You’re permitted to cast a ballot in Texas (where early voting began Monday) if you show a concealed-handgun license at the polling place, but not if you present a student, veteran, or federally recognized Indian tribe ID card. Of course, that eligible voters (in Texas and elsewhere) would suddenly need specific types of photo identification or meet any variety of strict new requirements was foreseeable when the Supreme Court last year struck down the preclearance provisions of the Voting Rights Act. As Justice Ruth Bader Ginsburg memorably dissented at the time: “Throwing out preclearance when it has worked and is continuing to work to stop discriminatory changes is like throwing away your umbrella in a rainstorm because you are not getting wet.” The umbrella discarded, Texas duly implemented measures making it indisputably harder for many people to vote—precisely the kind of maneuver the preclearance provision had many times since the civil rights era forestalled.

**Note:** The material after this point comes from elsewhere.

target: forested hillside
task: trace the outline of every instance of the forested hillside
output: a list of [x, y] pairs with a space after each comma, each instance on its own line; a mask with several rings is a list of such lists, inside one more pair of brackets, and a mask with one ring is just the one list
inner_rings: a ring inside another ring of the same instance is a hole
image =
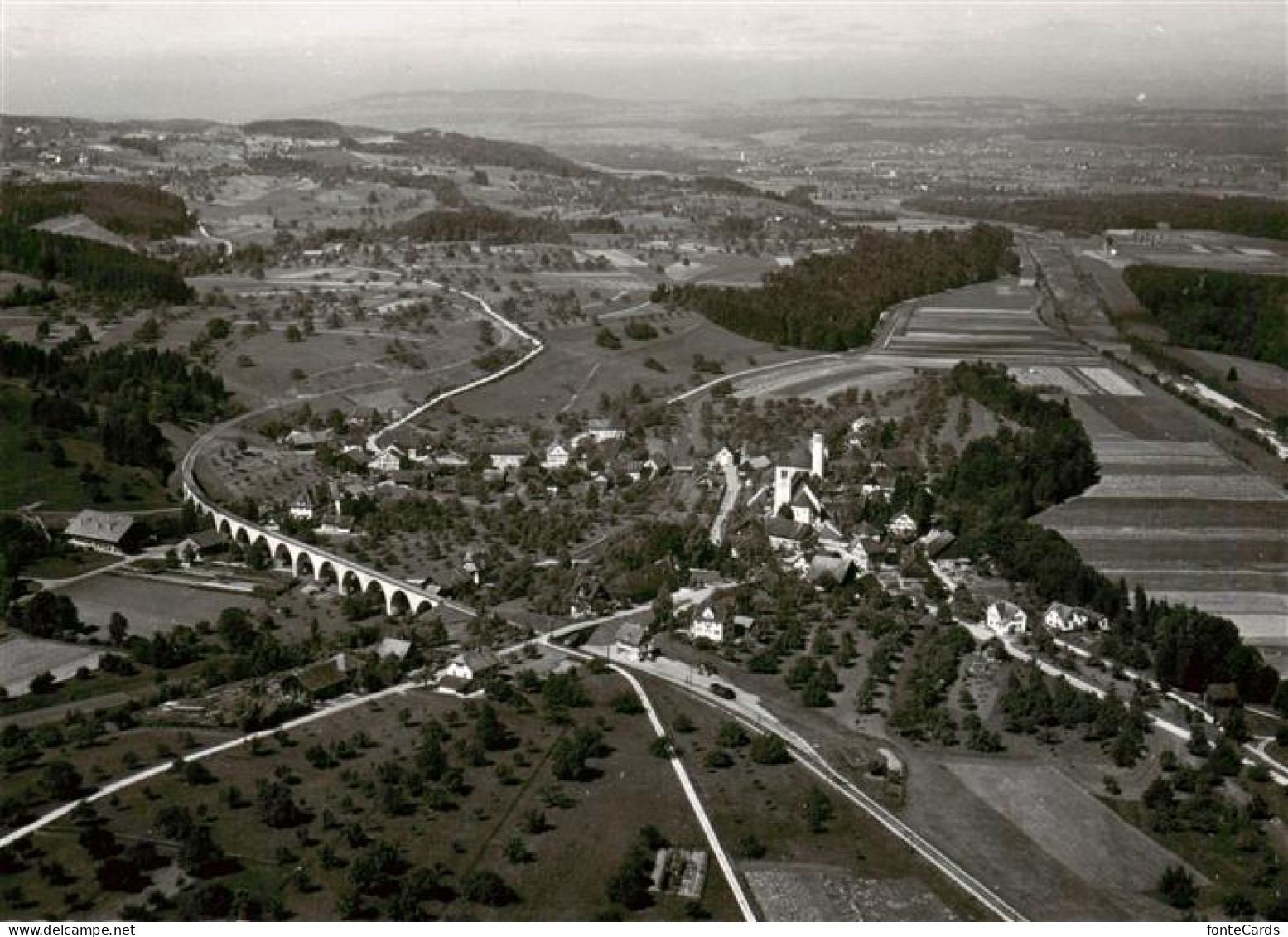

Just how hard was made clear by Ginsburg (who else?) in her quickly-becoming-famous, wee-hours dissent in the Court’s weekend decision allowing Texas’s voter identification law to stand—this despite an earlier federal ruling striking it down explicitly for its discriminatory intent. Ginsburg noted that more than 400,000 eligible voters face round-trip travel times of three hours or more to the nearest government office issuing the allowable forms of ID, where they will likely have to present a certified birth certificate. Those normally cost $22; though the state offers certificates for election purposes at $2 or $3, this information isn’t available on relevant websites or forms. Taken together, Ginsburg logically concluded, it amounts to a poll tax, and those were outlawed with ratification of the Twenty-Fourth Amendment.

Texas has justified its strict new requirements as a safeguard against voter fraud. Two instances of voter impersonation were confirmed in all of the elections held in Texas between 2001 and 2011, so clearly there is a problem—though fraud isn’t it.

Demographics could be, though, at least for the Republicans who hold most of the elected offices. Notes John B. Judis in the New Republic

From 2000 to 2010, 78 percent of Texas’s population increase consisted of African-Americans and Hispanics, who could be expected to support Democrats rather than Republicans. If those population trends were to continue, and if the new Hispanic voters (who made up the bulk of the population increase) were to flock to the polls, Republicans could be doomed.

But the main problem is the predictable behavior of Texas and states with similar histories of voter suppression: oversight lifted, they go right back to their old ways. Even if the Texas law is eventually found unconstitutional, Ian Millhiser says, the damage is done, since leaving it intact for this cycle alone encourages supporters to try, try again, as the past has amply demonstrated:

The lesson is that, if you allow a voter suppression law to go into effect for just one election, then the supporters of that law are likely to come up with a new way to suppress the vote if the first law is ultimately struck down. And even if the second voter suppression law is ultimately struck down, this cycle can continue forever so long as each law is allowed to be in effect for just one election. This is why, when President Lyndon Johnson proposed the Voting Rights Act to a joint session of Congress, he warned that “[e]very device of which human ingenuity is capable” was used to deny African Americans the right to vote in the Jim Crow South.

As reliable as the efforts of certain states to suppress voting are, so are those of Ginsburg to keep the real aim of those efforts front and center—along with the actual danger they pose: the threat to public confidence in elections “of enforcing a purposefully discriminatory law….”  They're also far more laudable. While many were sleeping, Ginsburg was at work on a dissent keeping us clear on what’s at stake should the Court, as seems possible, takes up the Texas law again next year.